Northern Populism: Causes and Consequences of the New Ordered Outlook


  • Frank Graves EKOS
  • Jeff Smith



This paper examines the issue of whether of not authoritarian populism – or what we prefer to label ordered populism – is a force in Canada. There is clear evidence in the international literature that this force has been a critical factor in explaining the rise of Donald Trump in America, Brexit in the United Kingdom and similar examples in other advanced western democracies. The paper attempts to clarify the key concepts under discussion based on a cursory review of the recent and historical literature. Using this literature, we identify the key forces that seem to be linked to the emergence of ordered populism in other societies. These include economic stagnation and the rising concentration of wealth at the top of the social system, a magnified sense of external risk, a cultural backlash against the loss of core values for those embracing this outlook and a broad sense of normative tension – that the broadest direction of society is moving in the wrong direction.

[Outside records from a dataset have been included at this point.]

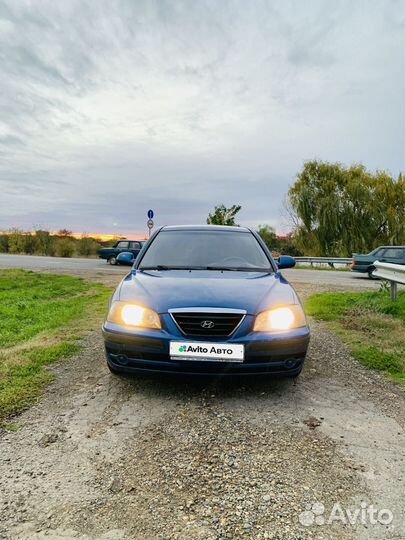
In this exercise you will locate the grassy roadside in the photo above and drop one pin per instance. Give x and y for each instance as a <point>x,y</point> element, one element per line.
<point>42,319</point>
<point>370,324</point>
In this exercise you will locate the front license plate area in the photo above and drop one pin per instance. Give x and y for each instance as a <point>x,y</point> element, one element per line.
<point>199,351</point>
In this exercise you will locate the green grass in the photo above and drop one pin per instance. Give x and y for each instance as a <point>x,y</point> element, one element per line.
<point>42,319</point>
<point>371,324</point>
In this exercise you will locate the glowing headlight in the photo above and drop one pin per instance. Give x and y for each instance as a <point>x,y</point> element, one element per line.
<point>133,315</point>
<point>282,318</point>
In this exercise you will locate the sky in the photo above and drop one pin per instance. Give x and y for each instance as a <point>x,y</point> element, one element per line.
<point>109,108</point>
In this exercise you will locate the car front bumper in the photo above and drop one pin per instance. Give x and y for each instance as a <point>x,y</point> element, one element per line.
<point>147,351</point>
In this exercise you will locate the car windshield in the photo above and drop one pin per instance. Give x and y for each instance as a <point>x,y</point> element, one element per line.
<point>204,249</point>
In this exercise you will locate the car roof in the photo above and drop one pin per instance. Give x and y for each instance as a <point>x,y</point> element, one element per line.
<point>222,228</point>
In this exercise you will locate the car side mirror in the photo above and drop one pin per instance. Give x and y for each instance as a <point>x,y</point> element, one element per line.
<point>126,258</point>
<point>285,261</point>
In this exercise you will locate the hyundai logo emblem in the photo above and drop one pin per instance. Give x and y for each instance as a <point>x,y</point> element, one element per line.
<point>207,324</point>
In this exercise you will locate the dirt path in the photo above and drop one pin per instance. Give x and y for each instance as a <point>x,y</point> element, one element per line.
<point>102,457</point>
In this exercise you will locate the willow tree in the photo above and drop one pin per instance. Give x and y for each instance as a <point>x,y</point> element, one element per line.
<point>341,209</point>
<point>223,215</point>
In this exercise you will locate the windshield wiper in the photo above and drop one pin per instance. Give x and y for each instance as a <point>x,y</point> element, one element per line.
<point>238,269</point>
<point>164,267</point>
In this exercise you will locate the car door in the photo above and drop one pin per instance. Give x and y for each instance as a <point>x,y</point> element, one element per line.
<point>122,246</point>
<point>394,255</point>
<point>135,248</point>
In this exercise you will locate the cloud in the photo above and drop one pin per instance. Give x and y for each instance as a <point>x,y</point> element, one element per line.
<point>109,108</point>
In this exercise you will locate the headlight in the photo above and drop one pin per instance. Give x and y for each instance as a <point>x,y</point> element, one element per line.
<point>281,318</point>
<point>133,315</point>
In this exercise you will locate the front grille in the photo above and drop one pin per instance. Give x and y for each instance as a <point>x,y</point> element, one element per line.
<point>207,324</point>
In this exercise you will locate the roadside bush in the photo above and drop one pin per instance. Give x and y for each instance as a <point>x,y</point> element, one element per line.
<point>45,242</point>
<point>65,248</point>
<point>16,241</point>
<point>87,246</point>
<point>4,244</point>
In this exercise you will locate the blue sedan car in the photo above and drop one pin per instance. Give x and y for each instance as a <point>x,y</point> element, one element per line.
<point>206,300</point>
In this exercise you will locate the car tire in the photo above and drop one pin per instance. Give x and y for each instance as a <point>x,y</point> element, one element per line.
<point>370,272</point>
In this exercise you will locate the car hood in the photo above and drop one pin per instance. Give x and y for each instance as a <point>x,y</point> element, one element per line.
<point>166,290</point>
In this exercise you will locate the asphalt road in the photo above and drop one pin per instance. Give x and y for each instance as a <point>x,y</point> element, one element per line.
<point>90,267</point>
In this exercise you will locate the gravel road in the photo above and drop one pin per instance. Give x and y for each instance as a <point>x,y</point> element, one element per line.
<point>107,458</point>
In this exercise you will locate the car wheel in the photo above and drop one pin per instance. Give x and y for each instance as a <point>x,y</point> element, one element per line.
<point>370,272</point>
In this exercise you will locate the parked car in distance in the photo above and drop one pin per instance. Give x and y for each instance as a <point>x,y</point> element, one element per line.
<point>126,258</point>
<point>206,300</point>
<point>390,254</point>
<point>110,254</point>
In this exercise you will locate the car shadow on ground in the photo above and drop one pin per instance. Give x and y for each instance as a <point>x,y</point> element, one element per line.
<point>188,387</point>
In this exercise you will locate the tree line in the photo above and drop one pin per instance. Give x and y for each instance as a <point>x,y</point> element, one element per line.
<point>335,210</point>
<point>338,210</point>
<point>42,242</point>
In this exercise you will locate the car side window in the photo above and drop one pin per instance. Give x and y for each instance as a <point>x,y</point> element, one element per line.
<point>122,245</point>
<point>393,253</point>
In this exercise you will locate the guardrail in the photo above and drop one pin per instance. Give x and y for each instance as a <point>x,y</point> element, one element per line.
<point>331,261</point>
<point>394,273</point>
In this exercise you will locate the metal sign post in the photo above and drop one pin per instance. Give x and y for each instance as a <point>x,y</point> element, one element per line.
<point>150,223</point>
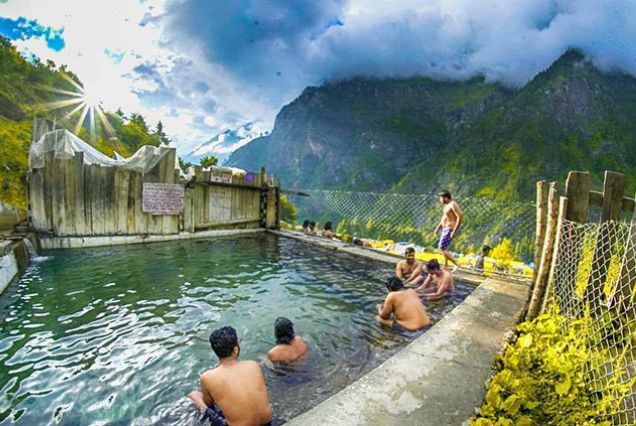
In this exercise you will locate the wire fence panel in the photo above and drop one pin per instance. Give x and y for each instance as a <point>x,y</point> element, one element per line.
<point>595,275</point>
<point>412,218</point>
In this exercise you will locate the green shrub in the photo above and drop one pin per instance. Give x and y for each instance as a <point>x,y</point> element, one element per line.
<point>542,378</point>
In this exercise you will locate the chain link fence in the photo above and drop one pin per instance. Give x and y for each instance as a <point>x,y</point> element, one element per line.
<point>595,275</point>
<point>412,218</point>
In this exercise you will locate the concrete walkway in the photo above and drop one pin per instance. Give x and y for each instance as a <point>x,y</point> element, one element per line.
<point>439,379</point>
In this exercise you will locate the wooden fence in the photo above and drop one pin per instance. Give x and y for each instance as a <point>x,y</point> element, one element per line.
<point>72,198</point>
<point>574,206</point>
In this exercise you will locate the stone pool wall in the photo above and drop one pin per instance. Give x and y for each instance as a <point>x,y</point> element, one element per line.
<point>13,258</point>
<point>438,379</point>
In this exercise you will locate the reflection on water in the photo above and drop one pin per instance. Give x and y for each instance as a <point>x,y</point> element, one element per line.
<point>119,336</point>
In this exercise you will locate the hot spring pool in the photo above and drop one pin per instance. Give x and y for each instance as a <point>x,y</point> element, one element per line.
<point>118,336</point>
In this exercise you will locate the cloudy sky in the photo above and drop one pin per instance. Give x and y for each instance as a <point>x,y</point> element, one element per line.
<point>202,66</point>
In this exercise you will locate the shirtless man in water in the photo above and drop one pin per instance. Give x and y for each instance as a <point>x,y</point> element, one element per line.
<point>405,305</point>
<point>409,268</point>
<point>451,219</point>
<point>289,347</point>
<point>233,392</point>
<point>443,280</point>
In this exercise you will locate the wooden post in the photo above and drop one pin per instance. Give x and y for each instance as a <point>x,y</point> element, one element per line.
<point>563,208</point>
<point>613,189</point>
<point>539,236</point>
<point>627,275</point>
<point>536,301</point>
<point>577,191</point>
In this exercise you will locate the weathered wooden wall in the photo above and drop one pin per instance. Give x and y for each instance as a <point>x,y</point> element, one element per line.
<point>71,198</point>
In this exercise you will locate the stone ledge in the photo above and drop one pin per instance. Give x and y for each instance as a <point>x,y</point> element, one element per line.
<point>52,243</point>
<point>439,379</point>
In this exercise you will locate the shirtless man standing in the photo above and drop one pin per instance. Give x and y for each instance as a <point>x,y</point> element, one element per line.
<point>233,392</point>
<point>409,268</point>
<point>443,280</point>
<point>405,305</point>
<point>451,219</point>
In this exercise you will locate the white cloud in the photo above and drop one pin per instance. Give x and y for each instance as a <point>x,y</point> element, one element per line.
<point>202,66</point>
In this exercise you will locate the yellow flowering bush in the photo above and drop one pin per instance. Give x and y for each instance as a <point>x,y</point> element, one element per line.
<point>542,378</point>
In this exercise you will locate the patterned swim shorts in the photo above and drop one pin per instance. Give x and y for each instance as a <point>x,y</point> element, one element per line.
<point>445,239</point>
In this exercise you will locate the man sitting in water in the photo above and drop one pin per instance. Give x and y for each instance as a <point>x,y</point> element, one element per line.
<point>328,230</point>
<point>409,268</point>
<point>289,347</point>
<point>233,392</point>
<point>405,305</point>
<point>442,279</point>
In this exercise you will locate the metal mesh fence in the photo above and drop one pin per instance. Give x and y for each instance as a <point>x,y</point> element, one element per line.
<point>595,275</point>
<point>412,218</point>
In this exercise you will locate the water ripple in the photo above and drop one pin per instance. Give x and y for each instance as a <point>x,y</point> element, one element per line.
<point>120,335</point>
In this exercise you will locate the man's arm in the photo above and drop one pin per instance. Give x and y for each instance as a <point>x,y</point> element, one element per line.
<point>426,283</point>
<point>398,271</point>
<point>384,311</point>
<point>202,398</point>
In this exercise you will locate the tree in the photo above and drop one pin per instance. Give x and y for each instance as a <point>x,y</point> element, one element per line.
<point>208,161</point>
<point>184,164</point>
<point>163,138</point>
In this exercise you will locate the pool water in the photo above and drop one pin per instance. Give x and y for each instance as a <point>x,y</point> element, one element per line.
<point>119,336</point>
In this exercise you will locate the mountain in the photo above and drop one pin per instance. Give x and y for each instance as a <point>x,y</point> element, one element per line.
<point>419,134</point>
<point>223,144</point>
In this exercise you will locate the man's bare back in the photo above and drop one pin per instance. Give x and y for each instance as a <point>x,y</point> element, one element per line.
<point>406,307</point>
<point>238,389</point>
<point>288,352</point>
<point>442,279</point>
<point>450,214</point>
<point>234,391</point>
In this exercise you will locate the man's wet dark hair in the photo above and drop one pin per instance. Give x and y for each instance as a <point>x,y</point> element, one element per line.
<point>284,331</point>
<point>445,194</point>
<point>432,265</point>
<point>223,340</point>
<point>394,284</point>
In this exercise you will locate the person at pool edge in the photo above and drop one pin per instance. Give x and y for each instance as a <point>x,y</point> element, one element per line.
<point>448,225</point>
<point>405,305</point>
<point>443,280</point>
<point>289,347</point>
<point>233,392</point>
<point>409,268</point>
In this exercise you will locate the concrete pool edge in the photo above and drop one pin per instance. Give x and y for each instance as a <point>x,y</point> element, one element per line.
<point>439,378</point>
<point>463,274</point>
<point>53,243</point>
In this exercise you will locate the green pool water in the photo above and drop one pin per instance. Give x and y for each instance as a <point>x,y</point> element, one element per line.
<point>119,336</point>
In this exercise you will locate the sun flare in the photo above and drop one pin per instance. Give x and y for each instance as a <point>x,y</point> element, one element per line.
<point>81,103</point>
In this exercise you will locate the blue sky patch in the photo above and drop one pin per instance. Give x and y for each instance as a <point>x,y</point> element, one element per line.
<point>24,29</point>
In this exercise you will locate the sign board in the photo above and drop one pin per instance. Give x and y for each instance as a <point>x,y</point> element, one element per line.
<point>221,177</point>
<point>162,198</point>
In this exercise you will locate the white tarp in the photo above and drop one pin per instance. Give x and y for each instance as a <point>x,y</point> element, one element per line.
<point>63,144</point>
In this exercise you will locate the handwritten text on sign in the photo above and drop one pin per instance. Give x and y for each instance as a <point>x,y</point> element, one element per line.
<point>162,198</point>
<point>221,177</point>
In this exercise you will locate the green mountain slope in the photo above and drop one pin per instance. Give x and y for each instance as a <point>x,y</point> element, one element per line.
<point>473,137</point>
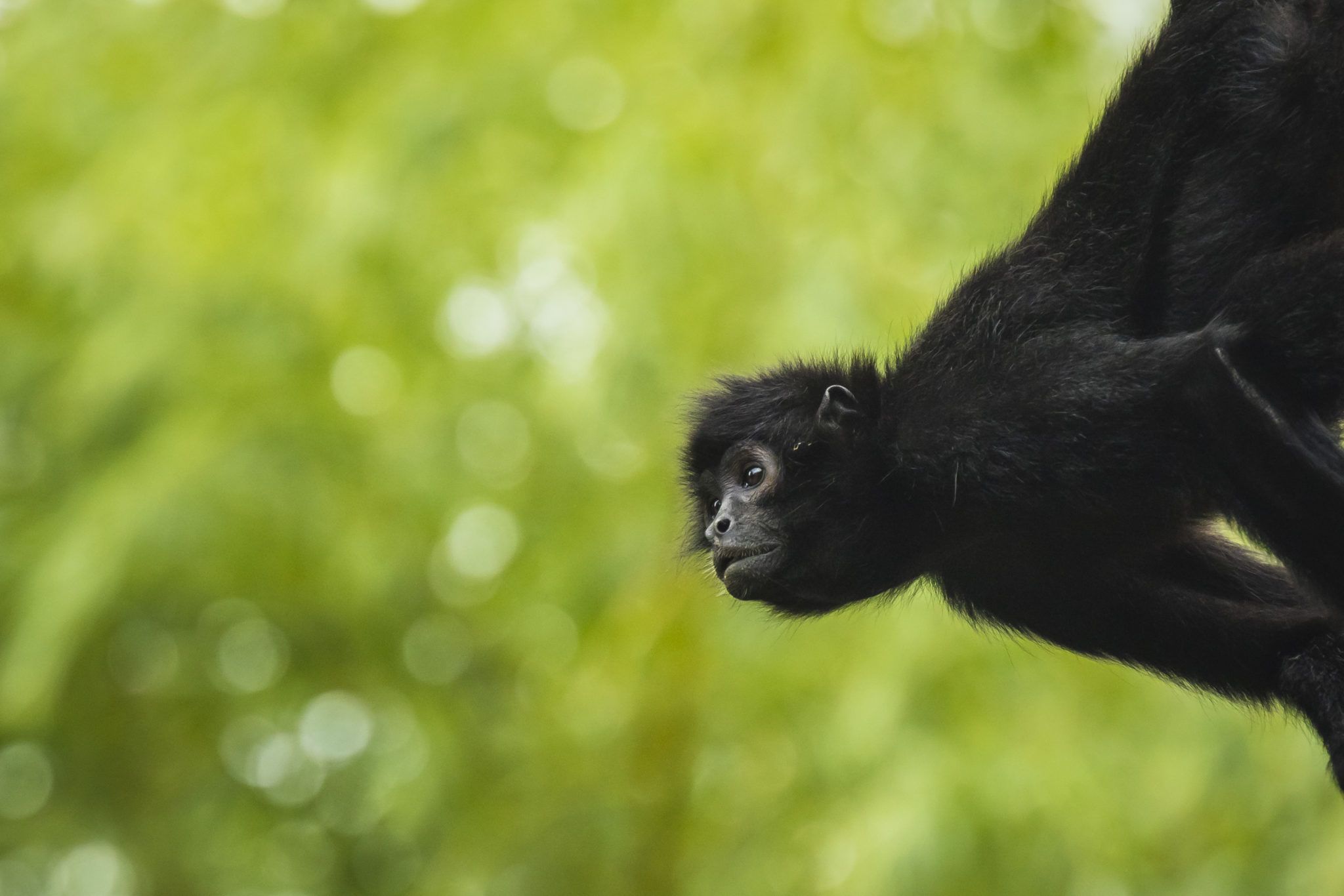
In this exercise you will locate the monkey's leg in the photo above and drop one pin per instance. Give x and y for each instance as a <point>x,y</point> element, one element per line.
<point>1205,611</point>
<point>1260,401</point>
<point>1285,468</point>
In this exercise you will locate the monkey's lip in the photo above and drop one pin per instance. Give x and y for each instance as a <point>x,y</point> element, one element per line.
<point>726,558</point>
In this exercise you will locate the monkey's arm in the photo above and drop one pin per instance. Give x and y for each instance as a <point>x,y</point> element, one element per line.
<point>1200,610</point>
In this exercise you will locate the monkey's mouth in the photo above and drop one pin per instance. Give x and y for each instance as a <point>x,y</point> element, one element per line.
<point>737,558</point>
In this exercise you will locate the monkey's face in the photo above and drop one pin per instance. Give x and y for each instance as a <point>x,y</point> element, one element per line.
<point>791,519</point>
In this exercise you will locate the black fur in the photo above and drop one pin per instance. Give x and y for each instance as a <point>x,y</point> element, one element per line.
<point>1164,344</point>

Using time series, we find clear evidence that the forces, which have been linked to the emergence of ordered populism, are evident in Canada. We then attempt to use more direct evidence that this force is in fact present in Canada. We measure public opinion as to whether the public believe it is here and whether it is a positive or negative force. We also use direct measures based on variations of indices that have been developed to measure this phenomenon. Using both of these measurement strategies, we find evidence that ordered populism is present in Canada and that it has been a major political force expressing itself in dramatically heightened partisan polarization (similar to what other researchers have found in the United States and the United Kingdom).


As a more definitive test, we applied the open-ordered index and related tests to the recently completed Canadian election. Our testing showed that this index was an extremely powerful predictor of the election outcome. We conclude with some thoughts on the broad policy implications for this research.